Yetkili mahkeme ise boşanma davasını açacak olan eşin hangi mahkemede dava açabileceğini belirler. HMK’nın 6. ve TMK’nın 168. maddesine göre boşanma davası:

  • 1. Eşlerden birinin yerleşim yeri mahkemesinde,
  • 2. Son altı ay boyunca birlikte oturdukları yer mahkemesinde açılabilir.

Bu hüküm sayesinde davacı, kendi yerleşim yeri ya da son ortak ikametgah adresine bağlı mahkemede dava açabilir.

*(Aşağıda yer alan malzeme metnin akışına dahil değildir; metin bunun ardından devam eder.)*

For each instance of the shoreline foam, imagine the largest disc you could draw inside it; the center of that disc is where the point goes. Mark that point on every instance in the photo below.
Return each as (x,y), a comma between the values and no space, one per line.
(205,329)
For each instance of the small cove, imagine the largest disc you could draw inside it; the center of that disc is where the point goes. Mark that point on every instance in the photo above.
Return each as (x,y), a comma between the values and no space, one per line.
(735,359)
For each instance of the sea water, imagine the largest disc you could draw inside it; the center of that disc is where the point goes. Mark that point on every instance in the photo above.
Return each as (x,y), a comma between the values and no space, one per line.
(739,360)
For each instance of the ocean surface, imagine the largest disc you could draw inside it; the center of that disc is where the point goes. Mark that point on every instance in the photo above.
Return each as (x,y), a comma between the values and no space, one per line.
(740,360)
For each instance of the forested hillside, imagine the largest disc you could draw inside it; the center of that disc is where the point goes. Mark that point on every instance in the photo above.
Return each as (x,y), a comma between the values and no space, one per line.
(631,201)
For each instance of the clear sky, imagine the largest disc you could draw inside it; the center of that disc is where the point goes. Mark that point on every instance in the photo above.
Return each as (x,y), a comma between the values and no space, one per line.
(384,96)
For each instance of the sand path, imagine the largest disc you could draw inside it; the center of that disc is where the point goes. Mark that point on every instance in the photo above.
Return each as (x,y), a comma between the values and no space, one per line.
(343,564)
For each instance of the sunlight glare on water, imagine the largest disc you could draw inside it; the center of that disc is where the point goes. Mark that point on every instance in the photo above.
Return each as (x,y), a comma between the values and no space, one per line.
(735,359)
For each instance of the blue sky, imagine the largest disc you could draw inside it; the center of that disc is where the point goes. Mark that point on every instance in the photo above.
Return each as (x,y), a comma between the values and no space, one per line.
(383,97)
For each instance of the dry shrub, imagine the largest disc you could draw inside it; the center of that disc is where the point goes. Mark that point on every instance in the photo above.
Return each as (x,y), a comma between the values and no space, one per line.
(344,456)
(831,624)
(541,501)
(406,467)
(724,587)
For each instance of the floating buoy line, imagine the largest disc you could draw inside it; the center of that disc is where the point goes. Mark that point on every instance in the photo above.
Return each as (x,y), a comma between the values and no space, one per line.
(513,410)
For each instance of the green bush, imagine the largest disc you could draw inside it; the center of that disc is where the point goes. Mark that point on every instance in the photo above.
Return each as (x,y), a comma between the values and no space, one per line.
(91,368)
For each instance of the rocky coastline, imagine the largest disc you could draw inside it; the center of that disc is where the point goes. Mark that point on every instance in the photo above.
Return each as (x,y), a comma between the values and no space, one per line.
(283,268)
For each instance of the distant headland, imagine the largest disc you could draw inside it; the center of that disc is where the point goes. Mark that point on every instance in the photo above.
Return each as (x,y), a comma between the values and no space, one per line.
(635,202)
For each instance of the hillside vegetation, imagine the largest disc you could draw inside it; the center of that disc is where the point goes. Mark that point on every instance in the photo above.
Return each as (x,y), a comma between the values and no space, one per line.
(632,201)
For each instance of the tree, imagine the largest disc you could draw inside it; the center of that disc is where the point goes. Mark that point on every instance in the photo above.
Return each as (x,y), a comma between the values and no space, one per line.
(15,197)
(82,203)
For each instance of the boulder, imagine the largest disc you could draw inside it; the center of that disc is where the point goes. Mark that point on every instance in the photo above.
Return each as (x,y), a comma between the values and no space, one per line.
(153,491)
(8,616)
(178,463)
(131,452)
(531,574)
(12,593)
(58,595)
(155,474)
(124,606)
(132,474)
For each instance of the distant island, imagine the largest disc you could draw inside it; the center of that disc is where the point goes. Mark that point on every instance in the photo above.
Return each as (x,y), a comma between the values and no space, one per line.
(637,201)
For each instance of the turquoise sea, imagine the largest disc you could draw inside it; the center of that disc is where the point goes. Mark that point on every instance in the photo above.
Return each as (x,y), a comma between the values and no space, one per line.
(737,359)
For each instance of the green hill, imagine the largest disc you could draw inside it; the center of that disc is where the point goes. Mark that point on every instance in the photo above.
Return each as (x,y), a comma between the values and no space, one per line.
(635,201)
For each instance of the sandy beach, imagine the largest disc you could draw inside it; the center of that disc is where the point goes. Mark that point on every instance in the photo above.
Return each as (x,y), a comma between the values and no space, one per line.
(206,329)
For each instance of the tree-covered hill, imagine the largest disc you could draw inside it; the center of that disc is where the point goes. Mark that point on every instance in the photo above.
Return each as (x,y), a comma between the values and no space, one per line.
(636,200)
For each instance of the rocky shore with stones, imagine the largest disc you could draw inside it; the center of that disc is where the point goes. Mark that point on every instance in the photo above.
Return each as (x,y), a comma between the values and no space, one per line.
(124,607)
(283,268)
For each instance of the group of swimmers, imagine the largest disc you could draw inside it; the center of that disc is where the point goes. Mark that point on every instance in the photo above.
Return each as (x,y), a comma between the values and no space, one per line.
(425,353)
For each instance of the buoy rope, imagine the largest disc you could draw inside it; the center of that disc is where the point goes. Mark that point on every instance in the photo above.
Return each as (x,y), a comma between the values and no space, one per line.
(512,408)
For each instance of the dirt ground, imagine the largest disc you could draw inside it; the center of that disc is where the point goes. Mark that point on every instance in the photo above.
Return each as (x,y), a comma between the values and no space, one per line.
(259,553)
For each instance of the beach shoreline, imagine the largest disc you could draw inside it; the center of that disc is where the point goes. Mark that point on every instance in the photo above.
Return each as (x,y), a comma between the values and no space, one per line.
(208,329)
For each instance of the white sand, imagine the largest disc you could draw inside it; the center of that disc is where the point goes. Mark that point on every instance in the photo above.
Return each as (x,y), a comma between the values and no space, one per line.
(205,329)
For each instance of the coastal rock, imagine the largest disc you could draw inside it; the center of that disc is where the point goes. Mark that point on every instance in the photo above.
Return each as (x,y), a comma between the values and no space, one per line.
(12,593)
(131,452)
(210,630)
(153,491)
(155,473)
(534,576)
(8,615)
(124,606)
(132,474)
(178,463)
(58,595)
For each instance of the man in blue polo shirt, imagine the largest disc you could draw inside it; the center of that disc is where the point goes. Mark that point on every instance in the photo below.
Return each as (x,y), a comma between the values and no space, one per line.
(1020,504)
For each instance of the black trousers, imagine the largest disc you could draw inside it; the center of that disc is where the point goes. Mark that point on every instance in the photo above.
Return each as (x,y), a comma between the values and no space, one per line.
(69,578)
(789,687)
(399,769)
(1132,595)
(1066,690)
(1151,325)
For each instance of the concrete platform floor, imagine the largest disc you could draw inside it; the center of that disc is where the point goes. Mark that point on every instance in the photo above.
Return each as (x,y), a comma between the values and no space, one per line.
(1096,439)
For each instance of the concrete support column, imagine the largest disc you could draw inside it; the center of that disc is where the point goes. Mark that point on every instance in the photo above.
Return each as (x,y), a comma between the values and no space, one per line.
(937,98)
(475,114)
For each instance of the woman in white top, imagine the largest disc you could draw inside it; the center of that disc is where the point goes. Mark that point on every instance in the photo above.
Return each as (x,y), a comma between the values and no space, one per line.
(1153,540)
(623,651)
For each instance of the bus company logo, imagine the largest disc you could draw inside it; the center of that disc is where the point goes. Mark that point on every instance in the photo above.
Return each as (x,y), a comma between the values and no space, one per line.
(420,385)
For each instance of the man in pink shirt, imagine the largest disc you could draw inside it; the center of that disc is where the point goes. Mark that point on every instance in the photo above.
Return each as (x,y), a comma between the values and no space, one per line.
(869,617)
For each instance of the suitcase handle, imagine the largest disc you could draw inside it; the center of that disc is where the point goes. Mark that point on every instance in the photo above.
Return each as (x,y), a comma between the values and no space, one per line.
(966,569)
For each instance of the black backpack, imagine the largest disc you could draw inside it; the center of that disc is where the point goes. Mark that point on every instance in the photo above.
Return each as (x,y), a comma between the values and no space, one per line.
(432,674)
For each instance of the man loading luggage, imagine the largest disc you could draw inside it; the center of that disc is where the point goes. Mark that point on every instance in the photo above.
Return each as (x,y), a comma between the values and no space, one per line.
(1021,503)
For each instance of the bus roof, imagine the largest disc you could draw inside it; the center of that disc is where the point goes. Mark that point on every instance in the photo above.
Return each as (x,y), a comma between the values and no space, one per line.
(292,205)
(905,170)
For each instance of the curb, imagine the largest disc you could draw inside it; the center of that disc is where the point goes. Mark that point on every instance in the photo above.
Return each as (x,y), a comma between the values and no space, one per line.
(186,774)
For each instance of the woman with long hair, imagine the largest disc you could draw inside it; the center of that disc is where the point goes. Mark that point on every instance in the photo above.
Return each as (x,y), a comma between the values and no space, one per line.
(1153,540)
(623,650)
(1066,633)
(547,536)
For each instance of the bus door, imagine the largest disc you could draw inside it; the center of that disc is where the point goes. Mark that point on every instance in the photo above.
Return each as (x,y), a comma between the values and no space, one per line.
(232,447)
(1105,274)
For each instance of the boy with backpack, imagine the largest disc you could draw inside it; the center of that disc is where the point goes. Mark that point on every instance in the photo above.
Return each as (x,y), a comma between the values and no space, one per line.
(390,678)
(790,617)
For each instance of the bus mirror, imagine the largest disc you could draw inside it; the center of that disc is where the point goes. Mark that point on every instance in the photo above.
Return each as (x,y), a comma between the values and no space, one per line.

Yetki İtirazı ve Sonuçları

Davalı eş, davanın yetkisiz bir mahkemede açıldığını düşünüyorsa yetki itirazında bulunabilir. Mahkeme, bu itirazı değerlendirerek eğer dava yetkisiz bir yerde açılmışsa dosyanın yetkili mahkemeye gönderilmesine karar verebilir.

Sonuç olarak, boşanma davalarında görevli mahkeme aile mahkemesi, yetkili mahkeme ise eşlerin son ortak ikamet yeri veya davacının yerleşim yeri mahkemesidir. Doğru mahkemede dava açılması, sürecin daha hızlı ilerlemesini sağlar.

AKIL HASTALIĞI NEDENİYLE BOŞANMA DAVASINDA DELİLLER VE İSPAT YÜKÜ

Akıl hastalığı nedeniyle boşanma davasında ispat yükü davacıdadır. Davacı, aşağıdaki hususları ispatlamakla yükümlüdür:

  • Davalı eşin akıl hastası olduğunu.
  • Akıl hastalığının evlilik birliği devam ederken ortaya çıktığını.
  • Akıl hastalığının iyileşme imkânı olmadığını.
  • Akıl hastalığı nedeniyle ortak hayatın çekilmez hale geldiğini.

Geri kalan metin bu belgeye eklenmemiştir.